“笨手笨脚,这边不消你服侍,带着人下去。”
烫伤的处所已经没有了痛意,也不该有痛意。
宋锦茵麻痹地跟着竹生分开。
喧闹声越来越大,院外有仓促赶来的身影,俊美面庞被戾气感染,寒芒四溢,仿若索命的阎王。
宋锦茵内心一沉,将手里的东西放到一侧。
连她和裴慕笙都吃过,若说果脯有毒,她是千万不会信的。
“世子爷这是只取一瓢饮,内心头装着许家女人,哪另故意机惜别处的玉呢!”
说罢,宋锦茵将布袋里的果脯倒出来,各种桃干杏子滚落在地。
背面的繁忙让人顾不上去想旁的事,宋锦茵细心烧着炉,不肯再忆起刚才的画面。
只是宋锦茵刚一站定,就见许幼宜扶着丫环从位置上站起,神采发白,额上浸出汗珠,轻靠在旁人身上,像是连说话都非常吃力。
“老夫人。”
宋锦茵定在原处,那双眼里的冷血和阴鸷,就这么直直地落到了她的身上。
到底是起了杀意。
中间丫环的孔殷将近将宋锦茵淹没。
裴晏舟一身寒气踏入屋内,面庞冷峻,看也没看地上的人。
“这里留了世子爷的人在查,刚才瞧见的那几个也都被封了口,世子让女人现在去福禄院。”
她不明白,明显事情的本相还未查出,他为何像是要将凶手二字打在她身上一样。
宋锦茵到底没能在此处服侍太久。
前头服侍的丫环踉跄着步子跑来,慌乱抓住宋锦茵的袖子。
隔湖相望,还能瞧见湖那边的亭子里,三皇子等人的身影。
宋锦茵瞥见阿谁熟谙的人,不知为何,心尖动了动,眼眶蓦地涌上酸涩。
一双眼中老是氤氲着肝火,似笑非笑的唇角微勾,那暗淡不明的目光,也时不时地落到她斟茶的那双手上。
宋锦茵对上他的视野,看不懂他眼底的暗淡,只一瞬,便又低头请罪。
进了福禄院后,宋锦茵直直地跪了下来,将军娇女在宴会上中毒,这如何都要推出去几个陪死的丫环才行。
就因着旧时国公夫人的事他恨上了她,以是这一次,他又要将事情连带到她身上?
瞧见这一热烈,厅里头的人倒是少了一圈,都成心偶然地往湖边逗留,吟诗作对,秀手操琴。

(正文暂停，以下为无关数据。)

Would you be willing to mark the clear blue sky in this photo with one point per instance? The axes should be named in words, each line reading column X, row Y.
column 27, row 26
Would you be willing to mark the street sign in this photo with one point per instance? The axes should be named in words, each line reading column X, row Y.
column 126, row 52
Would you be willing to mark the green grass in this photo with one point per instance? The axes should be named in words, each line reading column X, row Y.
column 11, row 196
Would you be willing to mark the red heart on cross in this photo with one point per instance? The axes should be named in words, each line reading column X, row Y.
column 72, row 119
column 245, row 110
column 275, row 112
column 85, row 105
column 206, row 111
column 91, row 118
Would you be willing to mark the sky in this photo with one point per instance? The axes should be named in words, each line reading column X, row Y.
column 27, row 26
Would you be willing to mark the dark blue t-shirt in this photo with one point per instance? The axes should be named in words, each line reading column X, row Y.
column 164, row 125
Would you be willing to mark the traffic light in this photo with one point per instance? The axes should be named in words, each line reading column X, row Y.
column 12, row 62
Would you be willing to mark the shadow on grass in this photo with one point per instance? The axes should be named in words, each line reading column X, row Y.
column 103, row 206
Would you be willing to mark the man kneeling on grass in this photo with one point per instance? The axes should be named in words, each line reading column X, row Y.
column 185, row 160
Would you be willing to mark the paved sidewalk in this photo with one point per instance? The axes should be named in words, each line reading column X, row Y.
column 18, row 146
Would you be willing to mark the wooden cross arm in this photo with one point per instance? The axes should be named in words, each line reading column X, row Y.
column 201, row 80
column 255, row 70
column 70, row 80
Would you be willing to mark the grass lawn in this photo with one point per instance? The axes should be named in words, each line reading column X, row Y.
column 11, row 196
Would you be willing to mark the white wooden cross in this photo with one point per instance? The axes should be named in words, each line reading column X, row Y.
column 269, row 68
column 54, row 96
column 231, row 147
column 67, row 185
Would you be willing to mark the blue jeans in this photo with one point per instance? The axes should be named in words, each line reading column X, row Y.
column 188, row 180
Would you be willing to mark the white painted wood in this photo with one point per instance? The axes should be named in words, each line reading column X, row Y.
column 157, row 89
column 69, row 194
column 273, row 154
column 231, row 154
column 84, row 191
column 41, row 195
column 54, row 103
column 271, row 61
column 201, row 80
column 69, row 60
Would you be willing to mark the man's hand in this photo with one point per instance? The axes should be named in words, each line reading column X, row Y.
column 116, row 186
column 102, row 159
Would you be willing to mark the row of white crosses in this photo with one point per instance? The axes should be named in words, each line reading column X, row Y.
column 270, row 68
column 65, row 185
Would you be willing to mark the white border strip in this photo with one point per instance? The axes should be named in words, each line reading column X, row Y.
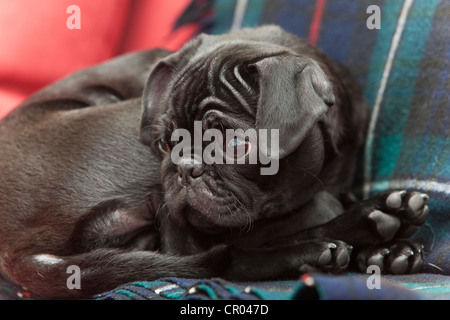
column 425, row 185
column 380, row 94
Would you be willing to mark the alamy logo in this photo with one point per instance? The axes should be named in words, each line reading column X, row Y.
column 237, row 147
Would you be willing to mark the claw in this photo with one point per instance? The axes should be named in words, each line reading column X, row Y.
column 416, row 203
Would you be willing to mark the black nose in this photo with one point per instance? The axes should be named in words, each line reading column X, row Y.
column 189, row 169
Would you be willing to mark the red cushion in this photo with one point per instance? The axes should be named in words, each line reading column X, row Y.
column 38, row 48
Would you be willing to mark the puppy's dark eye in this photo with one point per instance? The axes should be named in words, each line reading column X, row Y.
column 238, row 148
column 163, row 145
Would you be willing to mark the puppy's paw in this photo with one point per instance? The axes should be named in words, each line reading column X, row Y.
column 398, row 213
column 333, row 256
column 399, row 257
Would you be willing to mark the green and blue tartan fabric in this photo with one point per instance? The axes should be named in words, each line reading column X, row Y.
column 403, row 69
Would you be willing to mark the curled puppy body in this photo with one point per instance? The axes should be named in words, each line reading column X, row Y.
column 87, row 179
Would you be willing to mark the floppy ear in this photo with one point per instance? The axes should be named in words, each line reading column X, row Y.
column 153, row 97
column 294, row 94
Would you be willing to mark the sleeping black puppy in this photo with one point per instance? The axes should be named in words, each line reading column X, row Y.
column 92, row 173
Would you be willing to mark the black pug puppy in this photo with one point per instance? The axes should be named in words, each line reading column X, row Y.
column 88, row 178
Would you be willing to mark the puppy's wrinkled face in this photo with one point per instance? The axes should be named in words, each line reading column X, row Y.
column 214, row 87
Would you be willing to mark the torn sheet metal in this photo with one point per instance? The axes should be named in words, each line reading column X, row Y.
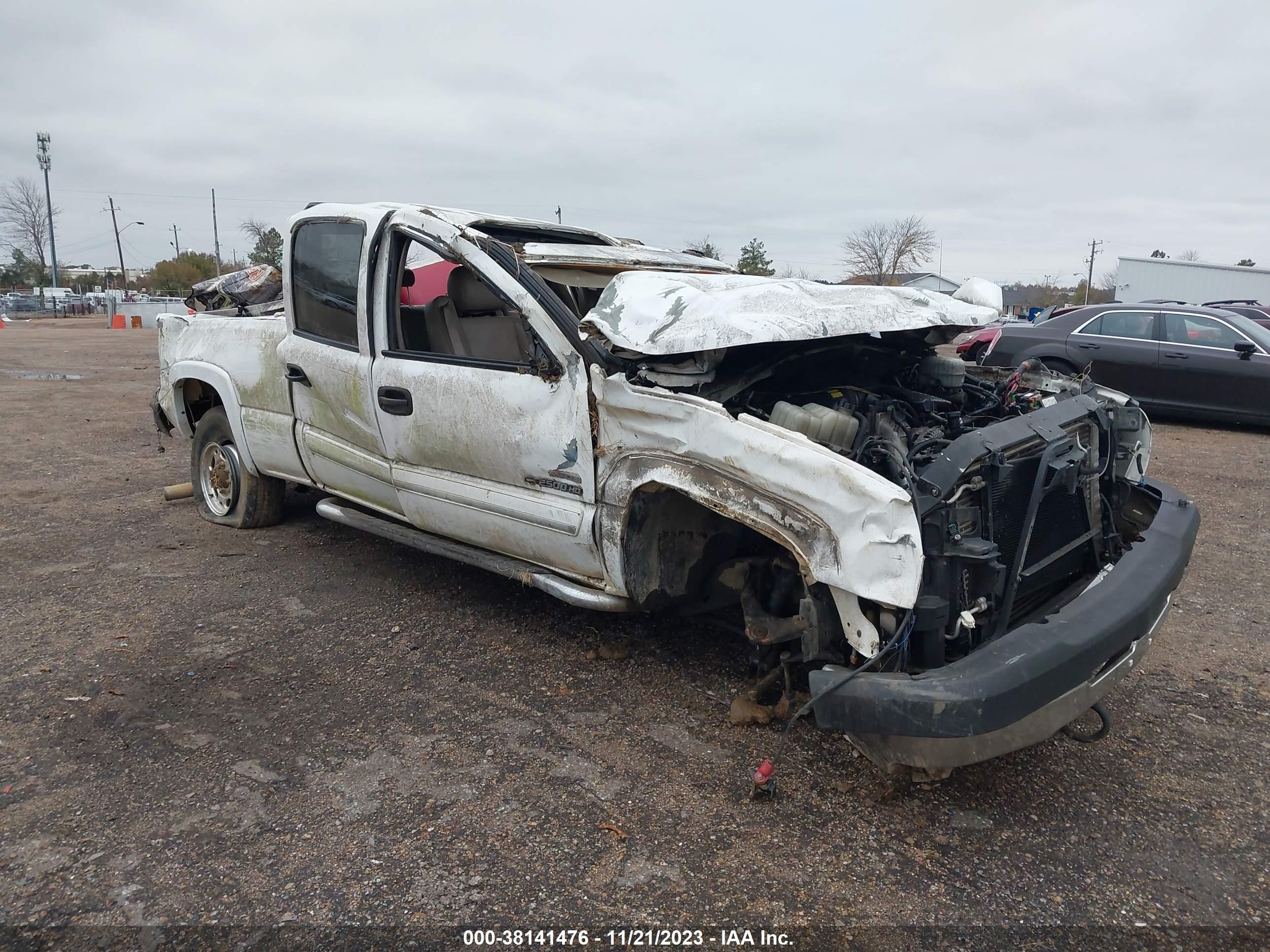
column 618, row 257
column 672, row 314
column 847, row 526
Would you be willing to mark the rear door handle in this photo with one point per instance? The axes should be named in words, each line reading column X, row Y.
column 397, row 402
column 296, row 375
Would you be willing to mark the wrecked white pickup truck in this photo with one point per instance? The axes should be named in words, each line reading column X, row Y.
column 636, row 429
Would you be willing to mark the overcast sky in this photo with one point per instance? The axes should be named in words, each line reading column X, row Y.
column 1020, row 131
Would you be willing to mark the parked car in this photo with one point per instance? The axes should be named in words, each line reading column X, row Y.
column 1187, row 361
column 967, row 558
column 1253, row 310
column 972, row 344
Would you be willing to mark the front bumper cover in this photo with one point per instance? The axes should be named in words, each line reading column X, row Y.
column 1023, row 687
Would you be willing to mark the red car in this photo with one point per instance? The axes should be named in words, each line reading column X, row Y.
column 973, row 343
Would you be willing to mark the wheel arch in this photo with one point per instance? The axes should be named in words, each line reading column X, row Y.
column 210, row 376
column 727, row 501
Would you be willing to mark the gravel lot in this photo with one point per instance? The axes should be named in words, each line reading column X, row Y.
column 305, row 726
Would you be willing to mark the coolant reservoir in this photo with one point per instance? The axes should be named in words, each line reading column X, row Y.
column 817, row 422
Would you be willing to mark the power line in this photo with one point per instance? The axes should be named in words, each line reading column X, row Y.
column 1094, row 253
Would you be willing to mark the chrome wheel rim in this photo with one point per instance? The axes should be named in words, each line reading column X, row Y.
column 219, row 476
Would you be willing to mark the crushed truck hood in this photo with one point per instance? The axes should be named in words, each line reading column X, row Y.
column 653, row 312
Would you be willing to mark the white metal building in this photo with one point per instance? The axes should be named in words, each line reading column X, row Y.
column 1193, row 282
column 929, row 281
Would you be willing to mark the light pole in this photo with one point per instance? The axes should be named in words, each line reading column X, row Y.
column 118, row 245
column 46, row 162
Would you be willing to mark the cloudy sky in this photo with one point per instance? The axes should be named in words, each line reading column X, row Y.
column 1020, row 131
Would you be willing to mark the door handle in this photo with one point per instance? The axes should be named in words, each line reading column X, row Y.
column 397, row 402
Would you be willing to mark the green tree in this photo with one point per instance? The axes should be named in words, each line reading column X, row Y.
column 755, row 261
column 706, row 248
column 268, row 243
column 23, row 272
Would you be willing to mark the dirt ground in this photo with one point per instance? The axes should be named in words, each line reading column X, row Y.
column 304, row 728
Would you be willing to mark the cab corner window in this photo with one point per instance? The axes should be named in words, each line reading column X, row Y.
column 325, row 259
column 448, row 310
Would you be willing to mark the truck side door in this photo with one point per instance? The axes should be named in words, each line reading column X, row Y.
column 327, row 357
column 483, row 406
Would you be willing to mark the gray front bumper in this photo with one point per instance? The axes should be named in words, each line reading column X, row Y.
column 936, row 757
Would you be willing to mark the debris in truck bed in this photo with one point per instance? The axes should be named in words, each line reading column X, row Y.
column 257, row 285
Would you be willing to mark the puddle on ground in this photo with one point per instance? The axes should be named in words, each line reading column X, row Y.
column 41, row 375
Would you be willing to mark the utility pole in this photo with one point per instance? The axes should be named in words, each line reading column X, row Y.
column 216, row 238
column 118, row 247
column 1094, row 250
column 46, row 162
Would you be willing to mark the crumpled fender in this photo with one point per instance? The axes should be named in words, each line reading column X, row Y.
column 849, row 527
column 214, row 376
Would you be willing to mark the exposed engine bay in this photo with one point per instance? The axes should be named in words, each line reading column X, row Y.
column 1024, row 483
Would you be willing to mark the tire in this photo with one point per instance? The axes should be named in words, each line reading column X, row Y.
column 225, row 493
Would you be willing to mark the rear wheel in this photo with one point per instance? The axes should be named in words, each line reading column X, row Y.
column 225, row 493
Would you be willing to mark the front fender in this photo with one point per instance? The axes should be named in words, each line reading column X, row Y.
column 847, row 526
column 215, row 377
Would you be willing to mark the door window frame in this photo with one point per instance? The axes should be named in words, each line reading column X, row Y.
column 1155, row 325
column 448, row 254
column 1205, row 347
column 362, row 267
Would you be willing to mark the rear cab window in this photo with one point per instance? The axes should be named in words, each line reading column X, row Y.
column 325, row 262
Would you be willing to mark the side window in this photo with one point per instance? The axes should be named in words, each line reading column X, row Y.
column 448, row 310
column 325, row 257
column 1138, row 325
column 1197, row 329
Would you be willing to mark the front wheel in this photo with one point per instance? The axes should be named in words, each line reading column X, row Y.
column 225, row 493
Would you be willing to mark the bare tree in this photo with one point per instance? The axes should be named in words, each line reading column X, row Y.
column 706, row 248
column 254, row 229
column 789, row 271
column 25, row 217
column 882, row 250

只是这些容不得她来辩白,她只晓得,这场宴会出了这么大的岔子,她不管如何都脱不了干系。
老夫人的端倪紧拧。
还是三皇子带笑开了口,叮咛了一句赏。
谈笑声将这小岔子覆盖。
宋锦茵额头磕向空中,目光终是沉着了下来。
“本日碰过吃食和茶具的人皆被扣下,这事发明得早,并未闹出甚么旁的动静。”
中间的丫环们得了犒赏欣喜不已,并未有人重视到宋锦茵。
宋锦茵回过神,扯出一抹笑,有些受宠若惊。
以往不管是煮茶还是泡饮清茶,裴晏舟从未有过嫌弃之意,现在倒是将不满明晃晃地写在了幽深眸底。
直到冲茶之水溅出一点,停在茶具上晕染开,裴晏舟终是失了耐烦,掀眸扫向她的脸。
“如何,你个贱婢的意义,是我拿叶晚秋来诓你?”
园林水榭各处都有三三两两谈笑之人。
中间的丫环有些惶恐,本就被朱紫们的气势压得提心吊胆,眼下更是有些不知所措。
“在晏舟跟前干活,怕是比宫里头的公公还辛苦,本皇子瞧着这丫头的手都被你吓得烫伤了,偏你不晓得怜香惜玉。”